There could be 140 million ‘climate migrants’ by 2050

The World Bank has warned that climate change could push tens of millions of people in the developing world to migrate both inside and outside their own countries.

The Bank analysed the impact of ‘slow-onset’ climate change and migratory patterns in three developing regions in the world: Sub-Saharan Africa, South Asia, and Latin America. These slow impacts included water stress, crop failure and the rise in sea levels, which could cause inhabitants to move to more viable areas in order to make a living.

Analysts stated that unless urgent action is taken to mitigate against climate change and develop strong development policies in response, these regions could see 143 million new climate migrants. The focus on slow-onset impacts rather than higher ones, such as hurricanes and floods, also means the estimate is at the low end. However, concerted efforts to make these regions more climate resilient could reduce this figure by up to 80 percent.

The Bank’s modelling of the demographics, economies and climate susceptibility of these regions helped identify certain hotspots for migration. For example, within East Africa a high level of migration was expected from bodies of water, such as Lake Victoria, which currently sustains millions of livelihoods.

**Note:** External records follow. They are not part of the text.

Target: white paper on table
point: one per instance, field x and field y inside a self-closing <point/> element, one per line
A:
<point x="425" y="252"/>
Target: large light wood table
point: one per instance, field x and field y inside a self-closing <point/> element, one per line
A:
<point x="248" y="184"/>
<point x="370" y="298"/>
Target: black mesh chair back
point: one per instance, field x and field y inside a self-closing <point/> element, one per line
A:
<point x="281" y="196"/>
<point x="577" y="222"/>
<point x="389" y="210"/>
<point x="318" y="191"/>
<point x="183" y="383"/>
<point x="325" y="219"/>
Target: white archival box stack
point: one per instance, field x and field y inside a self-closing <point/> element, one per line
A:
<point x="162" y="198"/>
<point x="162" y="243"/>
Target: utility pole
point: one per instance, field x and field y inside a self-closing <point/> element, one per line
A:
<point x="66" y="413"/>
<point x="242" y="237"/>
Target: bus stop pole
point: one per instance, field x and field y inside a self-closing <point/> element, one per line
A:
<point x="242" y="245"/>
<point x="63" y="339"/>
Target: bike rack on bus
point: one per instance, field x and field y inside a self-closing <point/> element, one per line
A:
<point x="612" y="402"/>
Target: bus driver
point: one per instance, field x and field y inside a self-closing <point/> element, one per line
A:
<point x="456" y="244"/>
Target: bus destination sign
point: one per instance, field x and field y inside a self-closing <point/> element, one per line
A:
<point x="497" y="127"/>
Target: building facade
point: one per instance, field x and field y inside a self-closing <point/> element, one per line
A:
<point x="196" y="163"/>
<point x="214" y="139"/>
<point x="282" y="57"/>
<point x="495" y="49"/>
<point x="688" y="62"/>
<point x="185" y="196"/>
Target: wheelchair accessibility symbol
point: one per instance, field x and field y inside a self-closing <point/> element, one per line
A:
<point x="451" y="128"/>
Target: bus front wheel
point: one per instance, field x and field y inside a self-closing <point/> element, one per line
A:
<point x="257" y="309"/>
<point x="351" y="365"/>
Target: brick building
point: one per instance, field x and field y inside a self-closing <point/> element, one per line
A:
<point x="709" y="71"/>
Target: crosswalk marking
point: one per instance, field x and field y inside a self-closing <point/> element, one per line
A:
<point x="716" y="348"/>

The World Bank’s Chief Executive Officer, Kristalina Georgieva, commented: “We have a small window now, before the effects of climate change deepen, to prepare the ground for this new reality”

“Steps cities take to cope with the upward trend of arrivals from rural areas and to improve opportunities for education, training and jobs will pay long-term dividends. It’s also important to help people make good decisions about whether to stay where they are or move to new locations where they are less vulnerable”.

As a result of its findings, the Bank recommends cutting global greenhouse gas emissions to reduce the scale of the problem; transforming development planning to focus more on climate migration, and greater investment in data to better understand the issue.

“Without the right planning and support, people migrating from rural areas into cities could be facing new and even more dangerous risks,” said the report’s team lead Kanta Kumari Rigaud. “We could see increased tensions and conflict as a result of pressure on scarce resources. But that doesn’t have to be the future. While internal climate migration is becoming a reality, it won’t be a crisis if we plan for it now”.